Bagi seorang siswa awam mulia yang berkembang dalam [pengingatan kembali] Dharma, pikirannya menjadi tenang dan mencapai sukacita. Jika [dalam pikirannya] terdapat keinginan jahat apa pun, maka mereka segera lenyap. [Jika] dalam pikirannya terdapat [keadaan] yang tidak bermanfaat dan mengotori apa pun [yang menyebabkan] kesedihan, kekhawatiran, dan dukacita, maka mereka juga lenyap. Seorang siswa awam mulia mencapai [dengan mudah dan tanpa kesulitan] keadaan pikiran lebih tinggi kedua ini [yang merupakan kediaman menyenangkan di sini dan saat ini].

Selanjutnya, Sāriputta, seorang siswa awam mulia mengingat kembali Sangha [demikian], “Sangha mulia Sang Tathāgata bertindak dengan baik dan bertindak dengan benar, maju dalam Dharma sesuai dengan Dharma, dan menyesuaikan dengan Dharma. Dalam Sangha terdapat sesungguhnya para Arahant dan mereka dalam jalan menuju Kearahantan, yang tidak-kembali dan mereka dalam jalan menuju yang tidak-kembali, yang sekali-kembali dan mereka dalam jalan menuju yang sekali-kembali dan mereka dalam jalan menuju yang sekali-kembali, pemasuk-arus dan mereka dalam jalan menuju pemasuk-arus.  Ini disebut empat pasang atau delapan kelompok [orang mulia]. Ini disebut Sangha Sang Tathāgata.
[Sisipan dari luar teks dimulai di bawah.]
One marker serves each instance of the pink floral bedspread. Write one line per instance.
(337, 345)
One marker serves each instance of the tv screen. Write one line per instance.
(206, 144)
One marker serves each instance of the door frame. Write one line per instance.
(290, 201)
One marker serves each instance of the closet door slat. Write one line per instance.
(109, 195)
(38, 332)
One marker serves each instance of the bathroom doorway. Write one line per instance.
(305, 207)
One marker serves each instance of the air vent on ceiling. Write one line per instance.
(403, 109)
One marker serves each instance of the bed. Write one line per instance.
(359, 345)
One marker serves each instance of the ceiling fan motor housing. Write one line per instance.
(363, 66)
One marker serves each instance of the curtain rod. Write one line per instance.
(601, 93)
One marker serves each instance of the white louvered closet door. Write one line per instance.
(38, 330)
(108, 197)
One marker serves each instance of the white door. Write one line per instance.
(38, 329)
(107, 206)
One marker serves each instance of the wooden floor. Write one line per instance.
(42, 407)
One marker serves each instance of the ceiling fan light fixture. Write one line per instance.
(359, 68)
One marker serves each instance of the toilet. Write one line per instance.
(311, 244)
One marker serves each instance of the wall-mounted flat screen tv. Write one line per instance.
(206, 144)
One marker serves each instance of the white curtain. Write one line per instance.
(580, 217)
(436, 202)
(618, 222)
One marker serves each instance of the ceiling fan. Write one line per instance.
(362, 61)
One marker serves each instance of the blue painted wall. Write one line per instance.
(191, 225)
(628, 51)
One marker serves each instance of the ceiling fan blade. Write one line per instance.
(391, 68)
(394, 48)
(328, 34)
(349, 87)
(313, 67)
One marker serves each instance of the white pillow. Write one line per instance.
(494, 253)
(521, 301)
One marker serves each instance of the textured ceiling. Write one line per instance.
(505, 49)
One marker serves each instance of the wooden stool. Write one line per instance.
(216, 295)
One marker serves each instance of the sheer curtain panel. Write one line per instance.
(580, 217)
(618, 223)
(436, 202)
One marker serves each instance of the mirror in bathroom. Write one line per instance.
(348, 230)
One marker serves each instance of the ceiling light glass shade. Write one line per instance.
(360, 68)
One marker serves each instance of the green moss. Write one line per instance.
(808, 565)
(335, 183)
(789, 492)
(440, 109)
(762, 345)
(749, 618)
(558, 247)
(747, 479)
Mereka telah mencapai moralitas, mereka telah mencapai konsentrasi, mereka telah mencapai kebijaksanaan, mereka telah mencapai pembebasan, dan mereka telah mencapai pengetahuan dan penglihatan pembebasan.<411> Mereka layak atas penghormatan dan penghargaan, layak atas persembahan, dan merupakan ladang jasa kebajikan yang mengagumkan di dunia.” Ketika [seorang siswa awam mulia] mengingat kembali Sangha Sang Tathāgata dengan cara ini, maka jika [dalam pikirannya] terdapat keinginan jahat apa pun, mereka segera lenyap. Jika dalam pikirannya terdapat [keadaan] yang tidak bermanfaat dan mengotori apa pun [yang menyebabkan] kesedihan, kekhawatiran, dan dukacita, maka mereka juga lenyap.
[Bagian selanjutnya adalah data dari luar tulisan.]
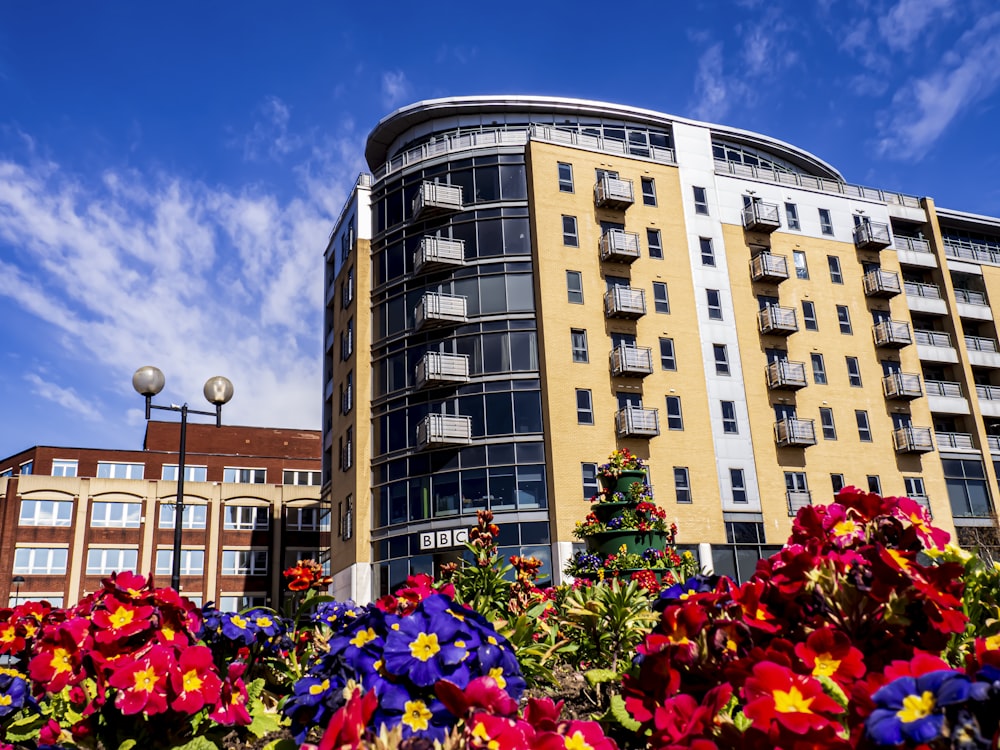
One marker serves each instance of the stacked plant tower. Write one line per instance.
(626, 533)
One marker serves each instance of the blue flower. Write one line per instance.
(911, 708)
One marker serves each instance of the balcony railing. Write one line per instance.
(434, 198)
(872, 235)
(769, 268)
(790, 432)
(892, 333)
(797, 499)
(786, 376)
(619, 246)
(436, 309)
(634, 421)
(879, 283)
(761, 217)
(625, 302)
(612, 192)
(902, 385)
(631, 361)
(436, 369)
(913, 440)
(438, 252)
(779, 321)
(437, 430)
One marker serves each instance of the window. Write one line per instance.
(570, 237)
(40, 561)
(825, 222)
(714, 304)
(809, 316)
(195, 516)
(667, 359)
(584, 407)
(244, 476)
(864, 428)
(729, 424)
(574, 287)
(661, 302)
(700, 200)
(62, 467)
(738, 482)
(707, 252)
(108, 470)
(792, 216)
(648, 191)
(302, 477)
(244, 562)
(819, 369)
(801, 269)
(565, 177)
(191, 473)
(836, 276)
(308, 518)
(46, 513)
(578, 341)
(682, 484)
(675, 421)
(844, 318)
(654, 243)
(590, 485)
(826, 421)
(721, 359)
(853, 372)
(246, 517)
(116, 515)
(102, 562)
(192, 562)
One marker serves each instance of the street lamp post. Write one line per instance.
(149, 381)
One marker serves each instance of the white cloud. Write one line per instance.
(925, 107)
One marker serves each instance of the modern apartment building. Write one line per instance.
(523, 284)
(71, 516)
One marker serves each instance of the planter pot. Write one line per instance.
(636, 542)
(622, 482)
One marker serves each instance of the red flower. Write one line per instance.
(778, 698)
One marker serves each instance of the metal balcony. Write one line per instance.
(435, 253)
(634, 421)
(769, 268)
(619, 246)
(786, 376)
(879, 283)
(433, 199)
(778, 321)
(913, 440)
(437, 369)
(611, 192)
(631, 361)
(872, 235)
(761, 217)
(435, 309)
(902, 385)
(439, 430)
(625, 302)
(790, 432)
(797, 499)
(893, 334)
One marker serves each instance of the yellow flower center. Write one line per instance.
(425, 646)
(916, 707)
(416, 716)
(791, 702)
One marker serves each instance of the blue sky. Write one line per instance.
(169, 172)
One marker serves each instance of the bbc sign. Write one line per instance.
(443, 539)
Bagi seorang siswa awam mulia yang berkembang dalam [pengingatan kembali] Sangha Sang Tathāgata, pikirannya menjadi tenang dan mencapai sukacita. Jika [dalam pikirannya] terdapat keinginan jahat apa pun, maka mereka segera lenyap. [Jika] dalam pikirannya terdapat [keadaan] yang tidak bermanfaat dan mengotori apa pun [yang menyebabkan] kesedihan, kekhawatiran, dan dukacita, maka mereka juga lenyap. Seorang siswa awam mulia mencapai, dengan mudah dan tanpa kesulitan, keadaan pikiran lebih tinggi ketiga ini yang merupakan kediaman menyenangkan di sini dan saat ini.

Selanjutnya, Sāriputta, seorang siswa awam mulia mengingat kembali moralitasnya sendiri [demikian], “Moralitasku ini sempurna, tidak cacat. Ia bebas dari kekotoran dan kerusakan, berkembang [dengan kokoh] bagaikan bumi, tidak hampa.<412> Ini dipuji oleh para mulia, diterima dan diingat dengan baik.” Ketika ia mengingat kembali moralitasnya sendiri dengan cara ini, jika [dalam pikirannya] terdapat keinginan jahat apa pun, mereka segera lenyap. Jika dalam pikirannya terdapat [keadaan] yang tidak bermanfaat dan mengotori apa pun [yang menyebabkan] kesedihan, kekhawatiran, dan dukacita, maka mereka juga lenyap.

Bagi seorang siswa awam mulia yang berkembang dalam [pengingatan kembali] moralitas, pikirannya menjadi tenang dan mencapai sukacita. . Jika [dalam pikirannya] terdapat keinginan jahat apa pun, maka mereka segera lenyap. [Jika] dalam pikirannya terdapat [keadaan] yang tidak bermanfaat dan mengotori apa pun [yang menyebabkan] kesedihan, kekhawatiran, dan dukacita, maka mereka juga lenyap. Seorang siswa awam mulia mencapai, dengan mudah dan tanpa kesulitan, keadaan pikiran lebih tinggi keempat ini yang merupakan kediaman menyenangkan di sini dan saat ini.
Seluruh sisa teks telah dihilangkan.